Now as far as potential homeowners are concerned, the next three years could present an affordability window into the residential real estate market. One of the biggest pre-pandemic risks in the housing market was the threat of higher mortgage rates, but we can now be fairly certain that borrowing rates will remain low for a long time.

It of course needs to be said that a home should never be the only investment in a retirement portfolio, as it’s unique from other investments in terms of risk. A short-term theoretical drop in the value of a home is not to be disregarded, but it checked by the understanding that homes are bought and sold far less frequently, which decreases the risk of making a price decline a real loss and allowing sufficient time for that investment to recover.

Intrinsic Value in Homes

What really sets a home apart from any other investment is its intrinsic value. A home is considered real estate. That means it is a real, tangible, asset and will always have a significant basic value, and by living in it you are changing the way you’re nurturing that investment asset in a positive way. You’re making it more resilient to market force dips and the like, and with its potential to increase in value you (or your client as might be the case here) are receiving a sort of dividend equal to the cost of rent if you didn’t own a home.

Then there’s the fact that home ownership also allows average investors to build equity by borrowing at a low interest rate in the form of a mortgage by using the property as collateral.

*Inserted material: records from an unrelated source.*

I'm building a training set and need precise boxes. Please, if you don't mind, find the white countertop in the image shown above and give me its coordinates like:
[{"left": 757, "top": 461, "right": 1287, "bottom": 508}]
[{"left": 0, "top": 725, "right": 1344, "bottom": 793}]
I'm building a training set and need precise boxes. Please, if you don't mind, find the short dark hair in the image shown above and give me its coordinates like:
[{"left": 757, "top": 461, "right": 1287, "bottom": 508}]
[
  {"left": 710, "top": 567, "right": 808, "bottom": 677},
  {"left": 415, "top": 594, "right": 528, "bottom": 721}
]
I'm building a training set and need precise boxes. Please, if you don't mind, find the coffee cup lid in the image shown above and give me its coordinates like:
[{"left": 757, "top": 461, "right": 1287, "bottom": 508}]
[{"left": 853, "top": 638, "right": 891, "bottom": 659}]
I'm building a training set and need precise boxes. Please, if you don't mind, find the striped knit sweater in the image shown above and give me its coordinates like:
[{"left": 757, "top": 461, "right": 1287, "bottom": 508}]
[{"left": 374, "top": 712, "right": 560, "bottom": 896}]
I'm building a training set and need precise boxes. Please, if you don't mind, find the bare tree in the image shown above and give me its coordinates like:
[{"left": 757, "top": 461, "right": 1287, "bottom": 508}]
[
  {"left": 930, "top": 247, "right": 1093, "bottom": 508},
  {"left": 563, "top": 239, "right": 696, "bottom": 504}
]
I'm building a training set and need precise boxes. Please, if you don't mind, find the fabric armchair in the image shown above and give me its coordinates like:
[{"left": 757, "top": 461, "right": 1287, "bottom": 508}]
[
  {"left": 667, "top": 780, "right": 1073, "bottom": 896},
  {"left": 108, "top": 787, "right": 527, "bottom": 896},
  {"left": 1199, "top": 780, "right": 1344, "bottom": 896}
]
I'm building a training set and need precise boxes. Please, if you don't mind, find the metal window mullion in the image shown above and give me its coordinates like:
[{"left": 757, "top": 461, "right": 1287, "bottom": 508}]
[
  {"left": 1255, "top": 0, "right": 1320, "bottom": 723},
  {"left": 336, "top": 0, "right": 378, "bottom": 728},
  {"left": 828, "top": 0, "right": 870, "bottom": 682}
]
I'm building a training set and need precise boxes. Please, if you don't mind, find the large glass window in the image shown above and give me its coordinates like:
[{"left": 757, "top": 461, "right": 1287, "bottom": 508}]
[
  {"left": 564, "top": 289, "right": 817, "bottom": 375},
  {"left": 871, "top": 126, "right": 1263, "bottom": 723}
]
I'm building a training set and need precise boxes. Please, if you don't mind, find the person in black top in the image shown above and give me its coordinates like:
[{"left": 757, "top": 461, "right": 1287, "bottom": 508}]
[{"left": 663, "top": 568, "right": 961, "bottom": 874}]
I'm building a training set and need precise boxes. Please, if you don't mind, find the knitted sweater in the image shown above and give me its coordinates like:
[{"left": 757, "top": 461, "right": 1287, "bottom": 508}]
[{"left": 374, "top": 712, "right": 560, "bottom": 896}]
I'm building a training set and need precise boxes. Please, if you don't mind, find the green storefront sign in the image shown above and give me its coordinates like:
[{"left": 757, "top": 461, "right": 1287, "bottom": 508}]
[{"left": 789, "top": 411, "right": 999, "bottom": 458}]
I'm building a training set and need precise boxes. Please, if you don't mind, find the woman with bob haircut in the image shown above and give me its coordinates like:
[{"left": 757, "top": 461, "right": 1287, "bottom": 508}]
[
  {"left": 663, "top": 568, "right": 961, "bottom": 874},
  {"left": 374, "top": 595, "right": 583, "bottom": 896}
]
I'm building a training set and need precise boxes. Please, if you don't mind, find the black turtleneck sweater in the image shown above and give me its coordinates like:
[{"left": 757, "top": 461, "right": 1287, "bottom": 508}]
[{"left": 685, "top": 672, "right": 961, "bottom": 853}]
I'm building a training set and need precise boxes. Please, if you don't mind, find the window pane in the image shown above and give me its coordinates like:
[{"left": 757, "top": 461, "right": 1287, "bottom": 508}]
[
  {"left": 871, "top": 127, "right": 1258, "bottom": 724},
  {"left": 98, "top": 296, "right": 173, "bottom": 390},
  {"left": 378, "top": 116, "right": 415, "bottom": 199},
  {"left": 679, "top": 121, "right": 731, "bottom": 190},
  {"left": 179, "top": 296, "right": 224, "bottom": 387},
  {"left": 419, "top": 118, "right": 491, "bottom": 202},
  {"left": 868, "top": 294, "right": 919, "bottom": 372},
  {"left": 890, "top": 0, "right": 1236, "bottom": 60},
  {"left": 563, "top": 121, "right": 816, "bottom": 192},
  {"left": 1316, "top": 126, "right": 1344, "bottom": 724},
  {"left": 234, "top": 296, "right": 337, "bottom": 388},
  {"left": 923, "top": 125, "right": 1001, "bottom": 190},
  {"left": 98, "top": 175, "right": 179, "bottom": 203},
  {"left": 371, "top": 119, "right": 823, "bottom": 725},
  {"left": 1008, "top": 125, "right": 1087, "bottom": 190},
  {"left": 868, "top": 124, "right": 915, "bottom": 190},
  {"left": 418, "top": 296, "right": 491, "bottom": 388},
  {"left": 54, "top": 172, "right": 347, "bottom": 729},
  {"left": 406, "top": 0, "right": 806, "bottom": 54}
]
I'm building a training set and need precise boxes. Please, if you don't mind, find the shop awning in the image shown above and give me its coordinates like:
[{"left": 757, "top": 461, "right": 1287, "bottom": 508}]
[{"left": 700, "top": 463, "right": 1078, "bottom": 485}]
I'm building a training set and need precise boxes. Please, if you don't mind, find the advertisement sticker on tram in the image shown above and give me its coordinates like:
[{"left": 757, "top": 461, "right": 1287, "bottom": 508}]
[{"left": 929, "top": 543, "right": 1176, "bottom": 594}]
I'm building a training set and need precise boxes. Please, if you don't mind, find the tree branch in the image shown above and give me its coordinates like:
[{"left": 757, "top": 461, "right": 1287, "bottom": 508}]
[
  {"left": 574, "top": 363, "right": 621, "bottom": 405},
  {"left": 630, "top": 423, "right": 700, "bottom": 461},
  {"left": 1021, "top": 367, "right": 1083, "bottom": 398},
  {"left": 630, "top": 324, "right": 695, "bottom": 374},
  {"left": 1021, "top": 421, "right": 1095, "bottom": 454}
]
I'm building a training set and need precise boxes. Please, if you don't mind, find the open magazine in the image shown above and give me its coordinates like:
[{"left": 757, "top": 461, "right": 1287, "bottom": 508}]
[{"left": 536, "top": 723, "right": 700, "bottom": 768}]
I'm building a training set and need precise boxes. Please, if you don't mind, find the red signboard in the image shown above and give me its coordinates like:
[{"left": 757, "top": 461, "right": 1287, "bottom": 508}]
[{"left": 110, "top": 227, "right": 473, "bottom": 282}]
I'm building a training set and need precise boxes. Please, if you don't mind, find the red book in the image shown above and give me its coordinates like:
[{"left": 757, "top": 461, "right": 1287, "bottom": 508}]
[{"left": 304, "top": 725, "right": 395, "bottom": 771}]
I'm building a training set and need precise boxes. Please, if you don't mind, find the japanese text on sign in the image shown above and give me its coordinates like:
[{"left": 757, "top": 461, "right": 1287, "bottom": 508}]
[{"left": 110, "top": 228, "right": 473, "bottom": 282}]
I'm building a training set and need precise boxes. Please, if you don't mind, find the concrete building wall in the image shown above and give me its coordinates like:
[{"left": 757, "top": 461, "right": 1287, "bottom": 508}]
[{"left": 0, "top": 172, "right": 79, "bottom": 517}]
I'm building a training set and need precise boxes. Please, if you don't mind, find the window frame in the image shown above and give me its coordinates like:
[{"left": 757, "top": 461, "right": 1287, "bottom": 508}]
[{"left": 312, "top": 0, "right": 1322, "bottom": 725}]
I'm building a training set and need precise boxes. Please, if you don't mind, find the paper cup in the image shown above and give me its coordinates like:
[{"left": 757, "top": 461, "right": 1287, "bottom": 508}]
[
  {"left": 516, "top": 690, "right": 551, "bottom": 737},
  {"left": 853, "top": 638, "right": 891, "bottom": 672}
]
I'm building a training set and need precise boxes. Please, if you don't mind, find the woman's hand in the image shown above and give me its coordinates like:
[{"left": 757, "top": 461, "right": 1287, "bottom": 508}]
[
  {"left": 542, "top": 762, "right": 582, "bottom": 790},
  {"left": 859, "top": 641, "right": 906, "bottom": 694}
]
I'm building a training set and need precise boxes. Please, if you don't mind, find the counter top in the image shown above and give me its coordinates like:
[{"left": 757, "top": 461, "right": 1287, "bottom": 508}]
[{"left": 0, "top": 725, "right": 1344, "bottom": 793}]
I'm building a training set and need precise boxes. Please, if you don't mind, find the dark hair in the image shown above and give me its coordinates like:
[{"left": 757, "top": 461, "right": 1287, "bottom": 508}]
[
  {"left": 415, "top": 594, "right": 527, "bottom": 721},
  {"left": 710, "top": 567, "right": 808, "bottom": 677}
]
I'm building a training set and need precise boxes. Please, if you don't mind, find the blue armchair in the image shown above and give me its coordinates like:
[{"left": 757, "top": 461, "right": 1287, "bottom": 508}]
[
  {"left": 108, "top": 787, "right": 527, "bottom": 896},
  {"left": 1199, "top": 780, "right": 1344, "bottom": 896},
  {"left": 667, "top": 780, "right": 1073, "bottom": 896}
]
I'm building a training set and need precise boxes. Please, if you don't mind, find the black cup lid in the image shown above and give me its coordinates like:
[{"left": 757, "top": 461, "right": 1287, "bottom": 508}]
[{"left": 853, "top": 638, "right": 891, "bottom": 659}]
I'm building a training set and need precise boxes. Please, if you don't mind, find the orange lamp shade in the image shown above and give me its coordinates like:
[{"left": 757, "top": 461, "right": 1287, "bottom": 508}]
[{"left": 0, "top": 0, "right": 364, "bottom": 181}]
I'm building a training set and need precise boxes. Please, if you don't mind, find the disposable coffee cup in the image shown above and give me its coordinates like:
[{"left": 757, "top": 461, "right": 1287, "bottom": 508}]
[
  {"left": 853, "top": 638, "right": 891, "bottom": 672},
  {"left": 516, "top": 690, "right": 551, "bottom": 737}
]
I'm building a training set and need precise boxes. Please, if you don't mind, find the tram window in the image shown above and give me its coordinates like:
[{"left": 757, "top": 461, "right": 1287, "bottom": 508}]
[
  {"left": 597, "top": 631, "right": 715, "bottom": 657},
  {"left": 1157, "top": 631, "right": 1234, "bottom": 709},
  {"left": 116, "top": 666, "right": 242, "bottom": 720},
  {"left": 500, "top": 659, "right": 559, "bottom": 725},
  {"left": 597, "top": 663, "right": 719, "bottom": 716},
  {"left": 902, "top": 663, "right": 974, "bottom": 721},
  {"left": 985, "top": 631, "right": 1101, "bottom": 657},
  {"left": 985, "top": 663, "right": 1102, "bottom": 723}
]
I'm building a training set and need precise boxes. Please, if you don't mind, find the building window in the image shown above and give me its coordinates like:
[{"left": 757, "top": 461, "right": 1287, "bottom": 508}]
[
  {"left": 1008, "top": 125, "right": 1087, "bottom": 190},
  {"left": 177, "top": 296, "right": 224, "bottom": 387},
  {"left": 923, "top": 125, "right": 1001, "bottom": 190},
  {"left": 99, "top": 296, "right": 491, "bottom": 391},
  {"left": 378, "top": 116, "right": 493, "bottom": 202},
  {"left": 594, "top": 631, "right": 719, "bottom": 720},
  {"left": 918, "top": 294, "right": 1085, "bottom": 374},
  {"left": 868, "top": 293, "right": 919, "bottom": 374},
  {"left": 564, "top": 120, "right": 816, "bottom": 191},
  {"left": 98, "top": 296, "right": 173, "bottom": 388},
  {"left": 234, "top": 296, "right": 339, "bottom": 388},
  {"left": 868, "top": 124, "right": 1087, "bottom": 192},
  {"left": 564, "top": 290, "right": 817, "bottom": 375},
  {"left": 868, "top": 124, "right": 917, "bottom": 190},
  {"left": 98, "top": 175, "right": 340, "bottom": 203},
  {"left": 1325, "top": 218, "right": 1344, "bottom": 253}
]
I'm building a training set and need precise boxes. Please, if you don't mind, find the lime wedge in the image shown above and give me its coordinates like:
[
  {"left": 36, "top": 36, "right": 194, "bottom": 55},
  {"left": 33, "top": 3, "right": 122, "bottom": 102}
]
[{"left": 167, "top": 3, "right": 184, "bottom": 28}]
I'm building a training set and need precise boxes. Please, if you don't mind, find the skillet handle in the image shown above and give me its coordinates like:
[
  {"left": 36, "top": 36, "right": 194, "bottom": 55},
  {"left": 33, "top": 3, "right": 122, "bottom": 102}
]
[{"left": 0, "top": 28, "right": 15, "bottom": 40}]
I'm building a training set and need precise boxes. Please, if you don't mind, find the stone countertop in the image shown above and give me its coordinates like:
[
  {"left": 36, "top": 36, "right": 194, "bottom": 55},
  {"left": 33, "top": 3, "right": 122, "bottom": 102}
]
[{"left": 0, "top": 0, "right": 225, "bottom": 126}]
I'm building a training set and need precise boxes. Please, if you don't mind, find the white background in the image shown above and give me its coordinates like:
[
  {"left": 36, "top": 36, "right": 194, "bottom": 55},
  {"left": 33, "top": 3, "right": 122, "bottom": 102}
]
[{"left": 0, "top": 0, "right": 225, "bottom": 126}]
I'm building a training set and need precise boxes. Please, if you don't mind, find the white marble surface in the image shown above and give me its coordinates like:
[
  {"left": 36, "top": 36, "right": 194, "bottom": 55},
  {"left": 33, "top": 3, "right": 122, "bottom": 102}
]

Over time, that equity may be repurposed for borrowing at a low interest rate through a home equity line of credit (HELOC).

Last but not least and very specific to the ‘here and now’ – it’s quite possible that the biggest measure of the intrinsic value of a home comes from its newfound role as sanctuary during this global pandemic. The value of a home in a time when social distancing could become the norm for years to come may well prove to be immeasurable, and don’t think for a second that’s not going to be motivating individuals who don’t have that right now to make sure they do for the future.